From text to video with AI: Zeroscope

What is Zeroscope? 📹

Zeroscope is a software developed by the Chinese company Modelscope, which allows to generate videos simply from text, i.e., we give an input such as “Blue fish swimming in outer space” and based on that input, generates a video trying to represent it.

And Zeroscope has released its next version: Zeroscope V2 also scalable to a larger size (in terms of pixels in the videos) with the V2 XL version. It has been trained with almost 10,000 clips paying attention to how one frame interrelates with the following ones.

I have created a couple of example videos to show in Makiai:

📂 Zeroscope is open source so the community can view its code and grow based on new ideas and implementations, which in practice guarantees rapid development.

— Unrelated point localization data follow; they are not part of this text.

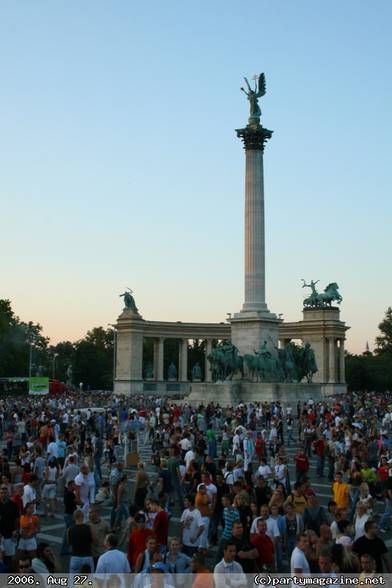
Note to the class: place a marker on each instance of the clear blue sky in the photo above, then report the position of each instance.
(120, 166)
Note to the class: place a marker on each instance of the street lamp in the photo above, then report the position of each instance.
(114, 350)
(54, 365)
(30, 358)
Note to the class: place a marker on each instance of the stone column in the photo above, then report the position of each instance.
(342, 370)
(184, 360)
(283, 343)
(254, 138)
(207, 371)
(331, 360)
(161, 342)
(156, 358)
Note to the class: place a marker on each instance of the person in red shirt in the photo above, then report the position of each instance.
(319, 447)
(161, 524)
(259, 446)
(383, 472)
(301, 464)
(17, 497)
(264, 546)
(137, 539)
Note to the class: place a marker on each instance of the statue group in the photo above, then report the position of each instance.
(322, 299)
(129, 301)
(291, 364)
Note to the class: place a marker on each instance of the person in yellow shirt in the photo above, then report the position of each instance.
(340, 491)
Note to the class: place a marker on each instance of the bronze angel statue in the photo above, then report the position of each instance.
(253, 96)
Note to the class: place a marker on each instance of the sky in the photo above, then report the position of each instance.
(120, 166)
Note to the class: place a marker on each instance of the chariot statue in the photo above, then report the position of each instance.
(322, 299)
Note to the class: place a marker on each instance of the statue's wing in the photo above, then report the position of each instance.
(261, 90)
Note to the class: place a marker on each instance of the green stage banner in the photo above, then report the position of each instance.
(38, 385)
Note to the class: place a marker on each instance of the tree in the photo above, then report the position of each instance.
(16, 339)
(93, 360)
(384, 341)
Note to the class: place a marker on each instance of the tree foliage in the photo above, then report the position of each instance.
(91, 357)
(373, 372)
(384, 341)
(16, 337)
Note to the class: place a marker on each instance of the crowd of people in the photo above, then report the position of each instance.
(219, 475)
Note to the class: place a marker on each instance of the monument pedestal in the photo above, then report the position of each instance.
(249, 330)
(232, 393)
(129, 353)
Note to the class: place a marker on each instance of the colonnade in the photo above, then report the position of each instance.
(329, 353)
(159, 359)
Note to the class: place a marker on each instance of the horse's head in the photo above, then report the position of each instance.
(331, 286)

GEN2 by Runway vs Zeroscope ⚔️

Runway is a commercial video and photo editing tool through AI, which has released pioneering GEN1 and then GEN2 which is a video generation tool through text. Zeroscope is its open source rival right now, as Runway’s tools have not released their code to the public.

How to use Zeroscope🍣

You can use Zeroscope in several ways that I will explain here:

  • Replicate: Replicate is a website where API’s and AI playgrounds are served. There you can use both through API and interface the Zeroscope model for free, after a few times you will have to pay.
  • HuggingFace: In principle it is free but if you use it too much you will have to pay. Note: This link is the version before Zeroscape not the latest (V2-XL).
  • En tu PC: Puedes insYou can install Zeroscope on your computer. The minimum RAM is 8GB to run the model and installing it is not for the impatient.

Short-term impact ✨

You don’t have to be very imaginative to realize the fact that models like GEN2 or Zeroscape V2 can have a big impact on society at many levels. Right now they are reminiscent of OpenAI’s StableDiffusion or DALLE, taking their first steps just a few years ago.

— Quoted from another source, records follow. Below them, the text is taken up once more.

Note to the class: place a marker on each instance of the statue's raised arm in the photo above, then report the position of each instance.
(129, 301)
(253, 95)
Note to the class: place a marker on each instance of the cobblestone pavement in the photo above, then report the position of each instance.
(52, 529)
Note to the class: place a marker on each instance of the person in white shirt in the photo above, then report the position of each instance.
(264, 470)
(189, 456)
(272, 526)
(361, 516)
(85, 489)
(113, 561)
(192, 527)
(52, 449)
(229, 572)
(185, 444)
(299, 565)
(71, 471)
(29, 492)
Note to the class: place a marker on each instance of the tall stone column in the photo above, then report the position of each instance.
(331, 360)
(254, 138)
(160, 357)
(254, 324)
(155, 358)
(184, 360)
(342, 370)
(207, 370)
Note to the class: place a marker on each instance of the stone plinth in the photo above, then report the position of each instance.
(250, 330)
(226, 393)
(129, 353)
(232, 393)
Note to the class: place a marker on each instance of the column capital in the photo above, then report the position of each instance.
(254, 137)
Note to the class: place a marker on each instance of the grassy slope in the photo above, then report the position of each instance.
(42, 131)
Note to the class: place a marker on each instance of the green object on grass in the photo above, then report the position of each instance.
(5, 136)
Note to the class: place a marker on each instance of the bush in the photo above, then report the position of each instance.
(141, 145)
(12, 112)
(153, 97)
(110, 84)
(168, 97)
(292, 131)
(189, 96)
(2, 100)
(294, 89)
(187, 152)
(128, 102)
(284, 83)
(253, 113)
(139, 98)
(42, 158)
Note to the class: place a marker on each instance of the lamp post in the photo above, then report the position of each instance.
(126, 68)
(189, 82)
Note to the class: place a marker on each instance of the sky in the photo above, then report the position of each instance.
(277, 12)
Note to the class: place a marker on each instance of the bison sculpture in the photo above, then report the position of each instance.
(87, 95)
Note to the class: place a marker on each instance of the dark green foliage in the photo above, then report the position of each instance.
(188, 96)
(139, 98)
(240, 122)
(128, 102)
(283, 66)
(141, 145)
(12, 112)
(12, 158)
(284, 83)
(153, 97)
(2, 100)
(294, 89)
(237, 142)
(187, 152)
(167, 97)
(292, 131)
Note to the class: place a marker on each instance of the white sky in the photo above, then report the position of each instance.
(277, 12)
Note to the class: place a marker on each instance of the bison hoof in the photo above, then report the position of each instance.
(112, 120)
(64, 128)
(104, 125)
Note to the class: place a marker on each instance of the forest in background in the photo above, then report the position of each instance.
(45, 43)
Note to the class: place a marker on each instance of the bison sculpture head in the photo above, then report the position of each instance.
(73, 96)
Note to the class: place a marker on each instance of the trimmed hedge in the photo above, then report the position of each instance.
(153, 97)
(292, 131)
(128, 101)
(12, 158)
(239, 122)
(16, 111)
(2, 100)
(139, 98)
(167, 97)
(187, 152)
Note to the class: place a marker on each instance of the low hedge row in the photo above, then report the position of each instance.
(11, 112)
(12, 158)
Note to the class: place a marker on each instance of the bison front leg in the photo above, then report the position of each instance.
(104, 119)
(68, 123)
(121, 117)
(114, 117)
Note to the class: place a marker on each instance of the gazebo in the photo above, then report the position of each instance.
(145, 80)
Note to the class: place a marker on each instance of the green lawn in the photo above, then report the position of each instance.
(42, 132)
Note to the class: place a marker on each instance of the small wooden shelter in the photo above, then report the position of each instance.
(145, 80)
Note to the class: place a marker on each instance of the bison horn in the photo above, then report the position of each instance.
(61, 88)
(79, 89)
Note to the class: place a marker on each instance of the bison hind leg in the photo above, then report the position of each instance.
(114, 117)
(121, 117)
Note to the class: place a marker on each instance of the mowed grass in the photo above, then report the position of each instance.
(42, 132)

If they follow the same trends as image-related AIs, which is likely, in 1-2 years we will see how videos of a “decent” quality and coherence can be generated in longer and longer lengths.

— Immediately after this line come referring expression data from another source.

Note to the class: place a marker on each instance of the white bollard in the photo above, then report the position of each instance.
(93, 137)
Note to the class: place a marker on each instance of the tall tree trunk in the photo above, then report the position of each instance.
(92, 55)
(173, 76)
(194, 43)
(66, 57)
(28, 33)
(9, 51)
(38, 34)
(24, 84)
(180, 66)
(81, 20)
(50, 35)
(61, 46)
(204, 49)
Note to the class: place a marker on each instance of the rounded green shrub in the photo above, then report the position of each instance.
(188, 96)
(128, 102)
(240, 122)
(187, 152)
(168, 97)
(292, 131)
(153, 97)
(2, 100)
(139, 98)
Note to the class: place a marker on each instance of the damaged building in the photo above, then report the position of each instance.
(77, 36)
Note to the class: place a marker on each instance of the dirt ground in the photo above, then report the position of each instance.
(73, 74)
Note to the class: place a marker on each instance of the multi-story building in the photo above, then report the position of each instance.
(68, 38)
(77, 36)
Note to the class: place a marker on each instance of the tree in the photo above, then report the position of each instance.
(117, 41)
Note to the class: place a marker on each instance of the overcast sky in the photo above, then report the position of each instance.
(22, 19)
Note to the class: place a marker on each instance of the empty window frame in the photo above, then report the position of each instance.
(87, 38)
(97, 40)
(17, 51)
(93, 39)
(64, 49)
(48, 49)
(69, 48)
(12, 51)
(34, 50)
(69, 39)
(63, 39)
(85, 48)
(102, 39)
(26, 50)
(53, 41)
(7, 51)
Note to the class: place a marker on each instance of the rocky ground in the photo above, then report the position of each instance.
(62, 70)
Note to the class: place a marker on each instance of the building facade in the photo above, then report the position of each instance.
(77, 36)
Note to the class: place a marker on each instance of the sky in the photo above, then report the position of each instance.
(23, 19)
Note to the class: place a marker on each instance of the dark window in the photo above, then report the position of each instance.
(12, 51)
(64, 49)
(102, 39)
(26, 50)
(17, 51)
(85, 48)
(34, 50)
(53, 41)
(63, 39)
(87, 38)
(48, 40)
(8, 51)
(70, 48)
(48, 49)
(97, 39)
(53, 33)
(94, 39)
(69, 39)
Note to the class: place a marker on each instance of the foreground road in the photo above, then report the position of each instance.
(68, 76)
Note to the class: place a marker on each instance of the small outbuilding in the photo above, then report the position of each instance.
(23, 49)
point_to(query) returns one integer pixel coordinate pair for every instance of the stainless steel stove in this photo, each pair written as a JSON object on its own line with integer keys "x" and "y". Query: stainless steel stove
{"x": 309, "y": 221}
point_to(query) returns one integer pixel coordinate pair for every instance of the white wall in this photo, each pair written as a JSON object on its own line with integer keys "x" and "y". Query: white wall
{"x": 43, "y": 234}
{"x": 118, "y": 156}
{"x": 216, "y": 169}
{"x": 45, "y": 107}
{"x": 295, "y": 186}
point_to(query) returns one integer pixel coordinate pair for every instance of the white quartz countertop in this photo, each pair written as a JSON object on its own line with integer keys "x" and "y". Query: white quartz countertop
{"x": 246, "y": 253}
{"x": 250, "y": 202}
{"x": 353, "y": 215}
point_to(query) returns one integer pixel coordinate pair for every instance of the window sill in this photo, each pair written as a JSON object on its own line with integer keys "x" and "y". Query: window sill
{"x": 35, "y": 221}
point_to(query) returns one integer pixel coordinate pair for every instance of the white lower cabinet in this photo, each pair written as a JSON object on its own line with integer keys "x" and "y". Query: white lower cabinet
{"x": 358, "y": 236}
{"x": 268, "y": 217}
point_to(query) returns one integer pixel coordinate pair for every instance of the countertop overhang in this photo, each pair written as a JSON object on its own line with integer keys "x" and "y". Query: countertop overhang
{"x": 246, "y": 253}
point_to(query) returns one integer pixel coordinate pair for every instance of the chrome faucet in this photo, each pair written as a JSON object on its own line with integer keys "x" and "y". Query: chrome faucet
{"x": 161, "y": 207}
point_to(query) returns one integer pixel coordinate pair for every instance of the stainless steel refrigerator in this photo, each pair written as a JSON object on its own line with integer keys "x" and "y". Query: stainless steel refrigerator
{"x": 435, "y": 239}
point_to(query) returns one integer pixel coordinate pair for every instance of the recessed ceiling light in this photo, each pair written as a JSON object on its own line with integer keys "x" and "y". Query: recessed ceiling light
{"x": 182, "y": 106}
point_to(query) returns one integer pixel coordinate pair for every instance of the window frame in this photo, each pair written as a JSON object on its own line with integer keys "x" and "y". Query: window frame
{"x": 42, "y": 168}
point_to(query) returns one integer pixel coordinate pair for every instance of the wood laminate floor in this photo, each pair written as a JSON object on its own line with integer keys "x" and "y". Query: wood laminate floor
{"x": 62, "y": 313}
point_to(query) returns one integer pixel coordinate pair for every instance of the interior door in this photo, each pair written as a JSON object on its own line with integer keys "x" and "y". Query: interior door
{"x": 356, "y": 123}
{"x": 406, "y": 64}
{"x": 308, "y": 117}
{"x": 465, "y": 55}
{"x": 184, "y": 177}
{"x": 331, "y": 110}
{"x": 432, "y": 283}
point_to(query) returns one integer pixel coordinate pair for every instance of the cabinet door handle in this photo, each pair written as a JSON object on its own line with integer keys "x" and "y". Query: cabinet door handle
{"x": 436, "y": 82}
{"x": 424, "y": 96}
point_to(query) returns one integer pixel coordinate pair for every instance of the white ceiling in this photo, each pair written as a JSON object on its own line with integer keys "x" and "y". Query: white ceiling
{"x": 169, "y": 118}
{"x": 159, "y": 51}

And this may involve changes in society such as:

  • Cinema:It can be used as an additional tool in the creation of movies and series and even be the consumer who directly asks the AI for a movie or series to their liking.
  • Content platforms: Massive content could be generated by specialists as well as on-demand, fully customized content.

The limit is imagination and its consequences on the economy and society are hardly predictable.